A.  No customer, nor any officer, member, or employee of any person who is a customer of any bank or banking institution, savings bank, or trust company organized under the laws of this state, of the United States, or of any foreign country, or of a private banker or of a person, or association that loans money on collateral security, doing business in this state, who is allowed to withdraw any collateral pledged by him, either personally or in his representative capacity, on a trust receipt or other form of receipt, shall do any of the following:

(1)  Use, sell, repledge, or otherwise dispose of the collateral so withdrawn, for any other purpose other than that of paying the indebtedness for the security of which the collateral was pledged.

(2)  Fail or refuse to return the collateral on demand.

(3)  Fail or refuse in lieu of the return of the collateral to make the pledgee a cash payment equivalent to the full value of the collateral so withdrawn.

(4)  If the collateral exceeds in value the indebtedness it secures, fail or refuse to make a cash payment to the pledgee equal to the full amount of the indebtedness.

(5)  If the delivery of the collateral was to be made in the future and the customer has taken possession or control of the collateral, fails or refuses to deliver the collateral on demand.

B.  Whoever violates this Section shall be imprisoned with or without hard labor, for not more than ten years.

C.  Proof of any of the acts set forth in this Section shall be considered prima facie evidence of criminal intent.  The state may proceed further and prove criminal intent by any competent evidence in its possession.
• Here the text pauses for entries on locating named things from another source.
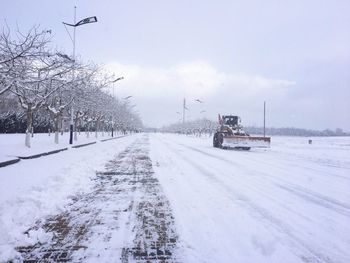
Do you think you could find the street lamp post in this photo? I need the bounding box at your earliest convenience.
[63,6,97,144]
[112,77,124,98]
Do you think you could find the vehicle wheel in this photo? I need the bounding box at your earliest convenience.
[218,133,224,148]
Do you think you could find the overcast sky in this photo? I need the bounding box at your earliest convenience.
[0,0,350,131]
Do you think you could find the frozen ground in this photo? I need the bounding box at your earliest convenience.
[0,132,120,162]
[0,134,350,263]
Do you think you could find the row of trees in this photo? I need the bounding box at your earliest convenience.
[0,27,142,147]
[161,118,218,136]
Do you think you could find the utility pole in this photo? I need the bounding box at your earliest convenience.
[69,6,77,144]
[182,98,186,123]
[63,6,97,144]
[264,101,266,137]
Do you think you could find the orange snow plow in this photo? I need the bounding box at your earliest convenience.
[213,115,271,150]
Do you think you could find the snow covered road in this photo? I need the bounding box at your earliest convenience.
[151,135,350,263]
[0,134,350,263]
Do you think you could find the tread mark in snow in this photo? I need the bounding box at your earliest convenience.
[161,140,335,263]
[17,136,178,262]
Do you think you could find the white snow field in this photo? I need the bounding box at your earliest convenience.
[0,134,350,263]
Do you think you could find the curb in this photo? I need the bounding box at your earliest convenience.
[0,158,21,167]
[71,142,96,149]
[17,148,68,160]
[0,135,127,167]
[100,135,126,142]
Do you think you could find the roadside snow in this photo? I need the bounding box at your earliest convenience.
[151,134,350,263]
[0,135,138,262]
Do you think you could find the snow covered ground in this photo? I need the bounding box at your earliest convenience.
[0,134,350,263]
[0,132,121,162]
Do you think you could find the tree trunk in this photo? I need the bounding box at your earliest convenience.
[25,108,33,148]
[95,121,98,138]
[61,119,63,135]
[55,116,60,144]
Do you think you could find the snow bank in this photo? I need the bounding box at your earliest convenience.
[0,135,137,262]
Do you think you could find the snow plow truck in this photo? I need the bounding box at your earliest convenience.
[213,115,271,150]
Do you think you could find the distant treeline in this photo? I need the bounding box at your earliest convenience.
[157,118,350,136]
[244,127,350,136]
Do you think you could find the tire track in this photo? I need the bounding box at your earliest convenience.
[178,139,350,218]
[156,136,336,263]
[17,136,178,263]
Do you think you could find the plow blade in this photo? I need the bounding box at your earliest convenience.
[222,136,271,148]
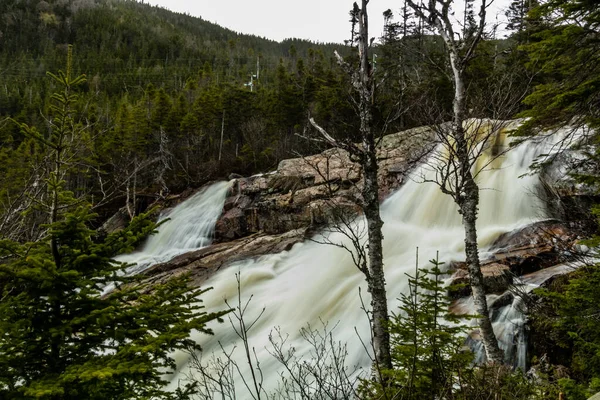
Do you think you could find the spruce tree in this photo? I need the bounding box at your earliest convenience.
[0,48,223,399]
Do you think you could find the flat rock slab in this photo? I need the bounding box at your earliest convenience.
[143,229,306,287]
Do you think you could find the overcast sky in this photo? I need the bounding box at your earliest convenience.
[145,0,510,43]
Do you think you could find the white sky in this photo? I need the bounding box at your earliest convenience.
[138,0,510,43]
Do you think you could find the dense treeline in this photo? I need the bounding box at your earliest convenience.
[0,0,514,239]
[0,0,600,399]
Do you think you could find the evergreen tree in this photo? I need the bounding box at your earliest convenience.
[521,0,600,134]
[0,57,223,399]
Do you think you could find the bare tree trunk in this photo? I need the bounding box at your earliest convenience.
[406,0,504,363]
[355,0,392,369]
[450,55,504,363]
[310,0,392,376]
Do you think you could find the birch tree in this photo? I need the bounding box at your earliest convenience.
[310,0,392,376]
[406,0,504,363]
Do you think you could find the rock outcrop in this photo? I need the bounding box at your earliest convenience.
[451,220,578,298]
[215,127,435,241]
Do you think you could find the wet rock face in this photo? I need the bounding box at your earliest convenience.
[143,229,306,287]
[451,220,577,298]
[540,145,600,233]
[215,128,435,242]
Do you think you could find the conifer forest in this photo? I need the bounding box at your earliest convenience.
[0,0,600,400]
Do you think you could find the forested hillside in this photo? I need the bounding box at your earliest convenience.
[0,0,514,238]
[0,0,600,400]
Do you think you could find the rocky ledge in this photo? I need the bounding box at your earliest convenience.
[215,127,435,242]
[143,229,306,287]
[451,220,582,298]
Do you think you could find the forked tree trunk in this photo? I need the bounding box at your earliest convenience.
[449,61,504,363]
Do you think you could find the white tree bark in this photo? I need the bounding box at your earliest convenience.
[407,0,504,363]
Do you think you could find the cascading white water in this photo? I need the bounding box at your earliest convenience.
[159,122,580,398]
[117,182,230,275]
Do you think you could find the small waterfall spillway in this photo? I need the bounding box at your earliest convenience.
[117,182,230,274]
[119,122,580,399]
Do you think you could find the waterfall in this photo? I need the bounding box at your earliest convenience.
[117,182,230,274]
[152,122,580,398]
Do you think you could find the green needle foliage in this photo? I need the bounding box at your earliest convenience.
[364,258,473,399]
[0,48,229,399]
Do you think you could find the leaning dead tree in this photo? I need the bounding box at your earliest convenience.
[310,0,392,370]
[406,0,504,363]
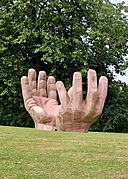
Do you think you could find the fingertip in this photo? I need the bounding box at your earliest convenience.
[28,68,35,73]
[48,76,56,83]
[39,71,46,75]
[56,81,63,89]
[88,69,96,75]
[73,72,82,78]
[99,76,108,84]
[21,76,28,83]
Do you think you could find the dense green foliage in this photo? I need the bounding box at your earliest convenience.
[0,0,128,132]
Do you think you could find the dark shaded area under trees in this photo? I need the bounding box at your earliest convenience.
[0,0,128,132]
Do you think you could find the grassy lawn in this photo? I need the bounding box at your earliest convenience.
[0,126,128,179]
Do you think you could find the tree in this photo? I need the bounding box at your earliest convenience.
[0,0,128,131]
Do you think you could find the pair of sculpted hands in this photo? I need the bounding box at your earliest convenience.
[21,69,108,132]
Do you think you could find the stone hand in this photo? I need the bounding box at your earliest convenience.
[21,69,73,131]
[21,69,59,130]
[56,69,108,132]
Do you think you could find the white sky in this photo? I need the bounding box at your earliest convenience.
[110,0,128,84]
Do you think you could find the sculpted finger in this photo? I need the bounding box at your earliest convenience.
[86,69,97,112]
[28,69,36,95]
[37,71,47,97]
[68,87,73,101]
[21,76,32,103]
[47,76,57,100]
[56,81,70,108]
[96,76,108,113]
[73,72,83,109]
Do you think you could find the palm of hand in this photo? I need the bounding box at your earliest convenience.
[21,69,59,129]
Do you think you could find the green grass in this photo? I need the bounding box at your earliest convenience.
[0,126,128,179]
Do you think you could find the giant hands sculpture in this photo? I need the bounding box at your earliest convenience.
[21,69,108,132]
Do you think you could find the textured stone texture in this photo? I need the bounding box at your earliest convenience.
[21,69,108,132]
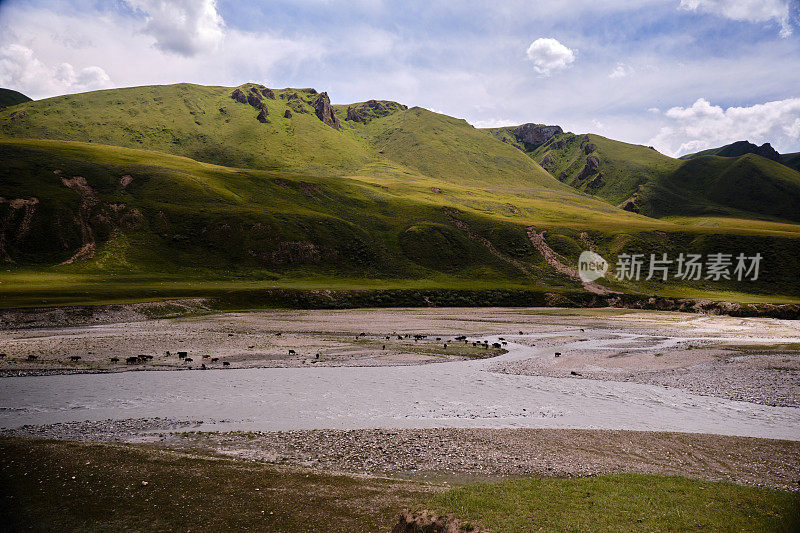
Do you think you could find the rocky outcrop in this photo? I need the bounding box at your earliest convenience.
[247,91,264,109]
[586,172,605,193]
[755,143,781,163]
[311,92,342,130]
[539,152,556,171]
[61,176,99,265]
[622,200,639,213]
[345,106,367,124]
[576,155,600,180]
[231,89,247,104]
[345,100,408,124]
[512,123,564,147]
[0,197,39,263]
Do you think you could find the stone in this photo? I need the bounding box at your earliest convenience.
[231,89,247,104]
[311,92,342,130]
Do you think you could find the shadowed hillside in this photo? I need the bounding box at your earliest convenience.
[0,88,31,109]
[0,84,800,305]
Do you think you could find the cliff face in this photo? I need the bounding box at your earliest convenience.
[512,124,564,146]
[311,92,342,130]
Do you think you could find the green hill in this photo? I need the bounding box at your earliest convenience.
[680,141,781,162]
[0,84,800,305]
[486,125,679,204]
[634,154,800,222]
[781,152,800,172]
[0,88,31,108]
[0,83,369,174]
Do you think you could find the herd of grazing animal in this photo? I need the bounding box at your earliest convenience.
[6,330,536,370]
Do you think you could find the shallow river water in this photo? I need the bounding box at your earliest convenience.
[0,330,800,440]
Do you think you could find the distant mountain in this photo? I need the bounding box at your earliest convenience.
[487,124,800,222]
[486,124,680,204]
[632,154,800,222]
[781,152,800,172]
[680,141,781,162]
[0,83,800,300]
[0,88,31,108]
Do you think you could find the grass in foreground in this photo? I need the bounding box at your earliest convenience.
[0,439,432,532]
[0,439,800,532]
[426,474,800,532]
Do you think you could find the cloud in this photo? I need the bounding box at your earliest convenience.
[651,98,800,155]
[527,38,575,76]
[680,0,792,37]
[608,63,633,79]
[125,0,225,57]
[0,43,113,95]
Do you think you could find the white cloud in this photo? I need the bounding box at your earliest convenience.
[0,43,112,95]
[680,0,792,37]
[608,63,633,79]
[527,38,575,76]
[651,98,800,155]
[125,0,225,57]
[470,118,520,128]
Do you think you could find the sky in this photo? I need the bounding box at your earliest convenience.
[0,0,800,156]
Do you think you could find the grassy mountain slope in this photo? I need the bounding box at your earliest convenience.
[680,141,781,162]
[0,84,800,301]
[0,83,369,174]
[490,128,800,222]
[531,133,677,204]
[635,154,800,222]
[0,88,31,108]
[0,135,800,303]
[781,152,800,172]
[354,107,572,192]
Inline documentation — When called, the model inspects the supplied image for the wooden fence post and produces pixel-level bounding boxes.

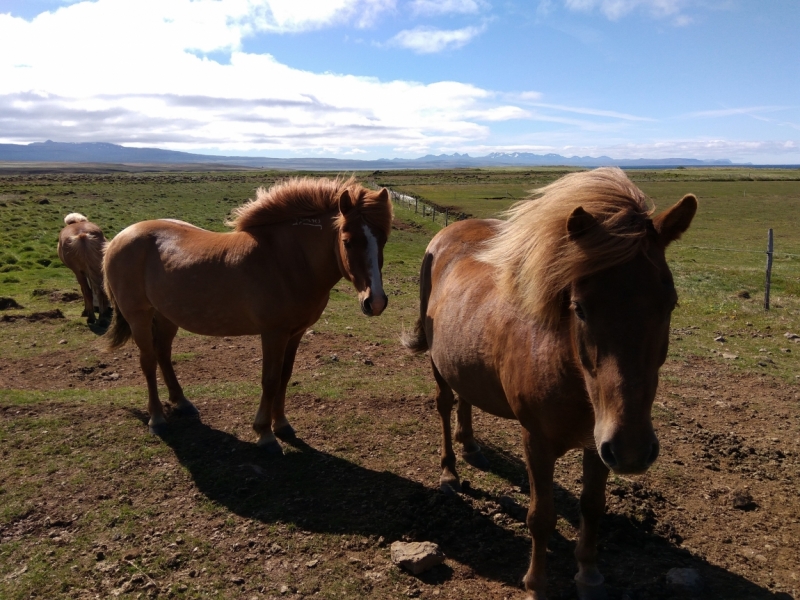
[764,229,773,310]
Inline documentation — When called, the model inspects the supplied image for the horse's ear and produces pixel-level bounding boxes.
[653,194,697,248]
[339,190,353,215]
[567,206,597,240]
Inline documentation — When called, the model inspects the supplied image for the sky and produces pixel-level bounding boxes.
[0,0,800,164]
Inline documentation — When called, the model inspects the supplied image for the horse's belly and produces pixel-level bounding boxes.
[431,344,516,419]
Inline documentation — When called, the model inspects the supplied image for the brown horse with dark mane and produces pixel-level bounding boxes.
[58,213,111,323]
[103,178,392,453]
[404,168,697,600]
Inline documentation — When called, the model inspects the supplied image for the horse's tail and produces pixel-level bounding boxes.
[103,244,133,351]
[400,252,433,354]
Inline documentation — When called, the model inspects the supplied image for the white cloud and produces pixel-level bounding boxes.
[389,27,485,54]
[411,0,486,15]
[531,99,655,121]
[0,0,512,153]
[686,106,789,118]
[564,0,690,25]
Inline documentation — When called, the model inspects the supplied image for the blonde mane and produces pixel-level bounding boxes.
[478,168,653,326]
[225,177,392,237]
[64,213,89,225]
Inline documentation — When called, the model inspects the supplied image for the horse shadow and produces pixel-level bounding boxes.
[129,409,530,586]
[130,409,790,600]
[468,441,791,600]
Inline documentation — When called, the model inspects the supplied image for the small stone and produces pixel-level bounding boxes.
[667,568,703,594]
[731,490,756,510]
[391,542,445,575]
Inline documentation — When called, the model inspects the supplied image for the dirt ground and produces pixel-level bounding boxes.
[0,325,800,600]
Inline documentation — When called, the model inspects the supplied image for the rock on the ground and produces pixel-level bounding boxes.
[667,568,703,594]
[392,542,444,575]
[731,490,756,510]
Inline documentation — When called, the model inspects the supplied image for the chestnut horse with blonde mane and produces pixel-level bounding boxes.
[103,177,392,454]
[58,213,111,323]
[404,168,697,600]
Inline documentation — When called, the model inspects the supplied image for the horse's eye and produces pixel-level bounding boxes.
[572,301,586,321]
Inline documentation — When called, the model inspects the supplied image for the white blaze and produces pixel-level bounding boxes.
[364,225,383,298]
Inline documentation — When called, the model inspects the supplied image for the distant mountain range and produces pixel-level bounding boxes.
[0,140,750,171]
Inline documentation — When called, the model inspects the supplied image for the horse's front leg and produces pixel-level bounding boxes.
[253,333,288,454]
[522,428,556,600]
[272,329,305,442]
[153,312,200,416]
[575,448,608,600]
[456,398,489,470]
[74,271,94,324]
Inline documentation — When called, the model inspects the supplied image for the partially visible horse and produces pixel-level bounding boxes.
[58,213,111,323]
[404,168,697,600]
[103,178,392,453]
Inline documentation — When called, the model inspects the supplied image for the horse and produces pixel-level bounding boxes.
[103,177,392,454]
[58,213,111,324]
[403,168,697,600]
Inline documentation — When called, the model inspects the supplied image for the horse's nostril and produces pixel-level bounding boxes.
[600,442,617,469]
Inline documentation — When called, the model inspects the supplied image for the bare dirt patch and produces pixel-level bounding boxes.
[0,334,800,600]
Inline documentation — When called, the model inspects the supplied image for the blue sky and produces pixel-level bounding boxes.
[0,0,800,164]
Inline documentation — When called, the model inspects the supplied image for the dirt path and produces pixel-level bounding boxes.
[0,335,800,600]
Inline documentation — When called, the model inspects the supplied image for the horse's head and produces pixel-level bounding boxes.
[336,188,392,316]
[567,195,697,473]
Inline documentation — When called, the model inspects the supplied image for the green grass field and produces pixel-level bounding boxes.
[0,168,800,380]
[0,169,800,599]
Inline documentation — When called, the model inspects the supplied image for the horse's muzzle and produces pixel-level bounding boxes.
[599,439,661,475]
[361,294,389,317]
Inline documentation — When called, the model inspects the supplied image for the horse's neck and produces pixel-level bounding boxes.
[290,213,342,290]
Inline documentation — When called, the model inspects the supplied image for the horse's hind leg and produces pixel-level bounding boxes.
[153,312,200,416]
[431,360,461,494]
[125,309,167,435]
[456,398,489,470]
[272,330,305,442]
[575,449,608,600]
[75,271,94,323]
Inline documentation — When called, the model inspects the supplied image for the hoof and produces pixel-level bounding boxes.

D.  Where the person doing the acts denounced by this Section was an officer, agent, or employee of any person, who was a customer of any lender as provided in Subsection A of this Section loaning money on collateral security, it shall not be necessary, to complete the proof of the crime charged, for the state to prove that the person derived any personal benefit, advantage, or profit from the transaction.  The state may always prove the crime charged by any competent evidence it may have in its possession.

Amended by Acts 1952, No. 82, §1; Acts 1980, No. 439, §1; Acts 2014, No. 791, §7.